Honorable Mentions: Shadowrun Returns, Resident Evil: Revelations HD and Civ V: Brave New World
While I don't think the basic campaign included with Shadowrun Returns is necessarily all that great (in fact, I'd go as far as to say it was middling enough to provoke me into writing a formal review instead of just a blog), its potential is already paying off in the form of fan-made modules in the style of the original Neverwinter Nights, not to mention the Berlin expansion next year that will hopefully be something resembling an actual RPG instead of a linear series of missions that Patrick Klepek would mistake for a strategy game. Now that it will probably be a daily deal on the Steam sale, I highly endorse picking it up, if only to sate your appetite until Wasteland 2 finally comes out.
Resident Evil Revelations is a better game than Resident Evil 6, but I don't think I like it as much as Resident Evil 6, for as paradoxical as that seems. While RE6 is flashy, sort of a mess and occasionally aggravating, Revelations is undeniably decent, even if its roots as a portable game show more than it would like (such as the part where you're constantly followed around by an AI partner, but there is no actual co-op in the campaign). The story is complete nonsense, even by Resident Evil standards, and the enemy design is a bit bland, but I quite enjoyed the 10 or so hours it took to finish the game. That's not even mentioning the several hours I spent playing Raid mode, which I feel like is neat enough that it could be split off into its own thing. It's not quite “putting the series back on track” or anything, but as a hybrid approach resembling the old and the new it does fine for itself.

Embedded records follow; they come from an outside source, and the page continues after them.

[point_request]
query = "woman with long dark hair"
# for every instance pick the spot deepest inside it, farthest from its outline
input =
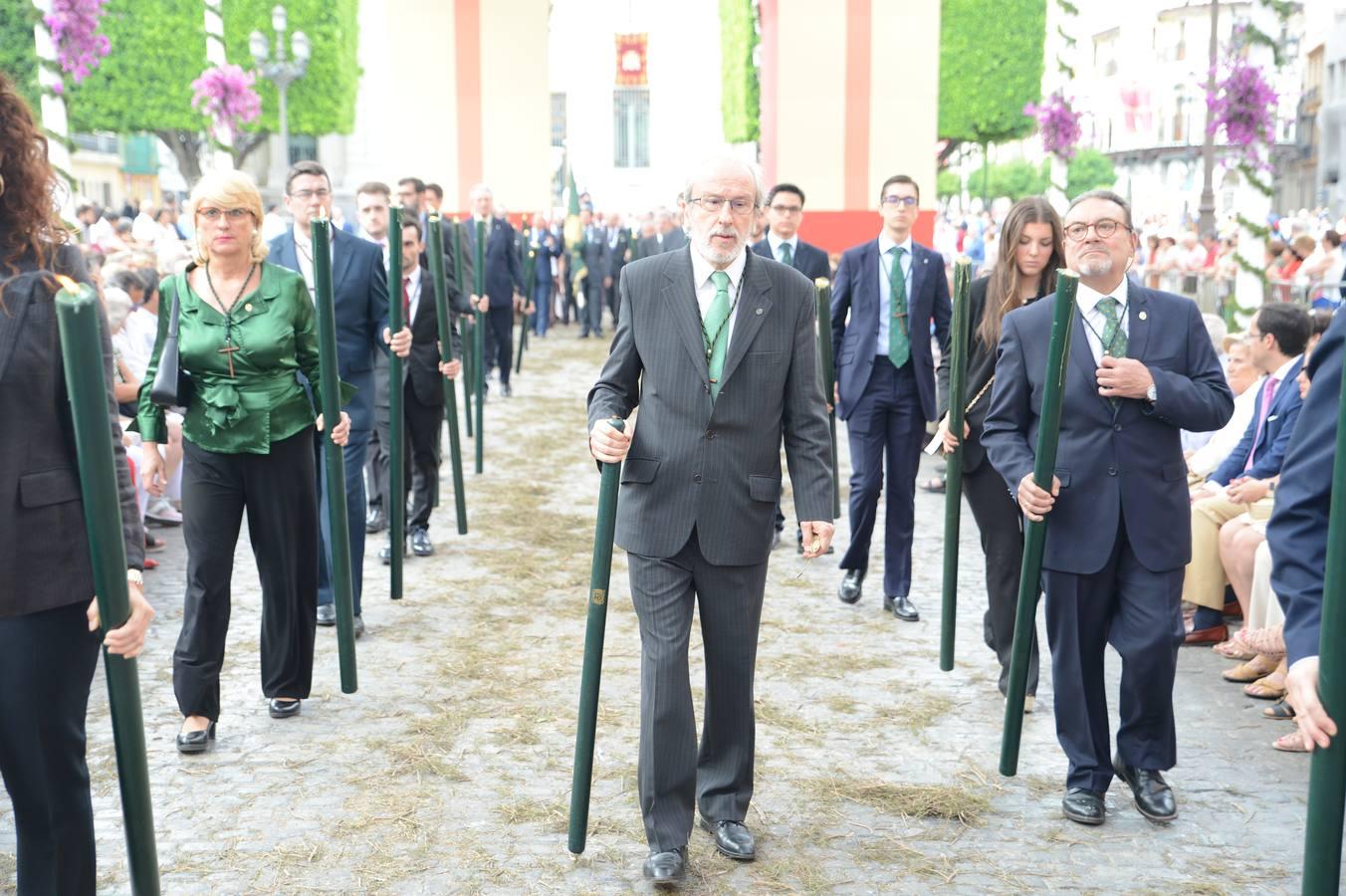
(1029, 252)
(49, 646)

Much like when Gods and Kings came out last year, I thought that Brave New World would facilitate a lot more poor life choices when it came to spending a lot of time with a 4X game. That... hasn't really happened. The changes are all super smart, making the end game less of a drag, making a culture victory more fun to play towards, throwing in some really neat civilizations like Venice... but still, I have yet to put my hour count for Civ V over the 100 hour mark. It's still somehow my most played game on Steam, but I still have to be in a specific mood for 4X stuff to grab me, I guess.

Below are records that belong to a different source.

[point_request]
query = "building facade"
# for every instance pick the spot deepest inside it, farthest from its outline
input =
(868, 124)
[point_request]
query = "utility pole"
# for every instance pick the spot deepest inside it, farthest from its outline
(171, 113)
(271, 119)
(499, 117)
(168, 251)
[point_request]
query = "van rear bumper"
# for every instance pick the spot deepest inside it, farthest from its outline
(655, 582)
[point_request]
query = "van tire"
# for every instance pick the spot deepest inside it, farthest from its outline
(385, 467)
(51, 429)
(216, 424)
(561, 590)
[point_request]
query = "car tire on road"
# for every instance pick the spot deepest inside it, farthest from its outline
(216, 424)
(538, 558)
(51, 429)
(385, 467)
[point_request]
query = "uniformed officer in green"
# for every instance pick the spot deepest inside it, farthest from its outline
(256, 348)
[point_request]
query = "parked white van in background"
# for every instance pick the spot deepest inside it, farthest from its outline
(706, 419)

And with that, I only have one last list to go. You'll possibly see that one next week, but that all depends on if and when I finish some stuff that's been sitting on the back burner for a while. Who knows? Maybe I'll finally beat Shin Megami Tensei: Nocturne like I've been threatening to do for the last 3 years. Also I somehow got my hands on Xenoblade, Muramasa and The Last Story, and while the chances of me finishing any one of those games this year is nil, they may make for great material early next year. Until then, keep on windjamming.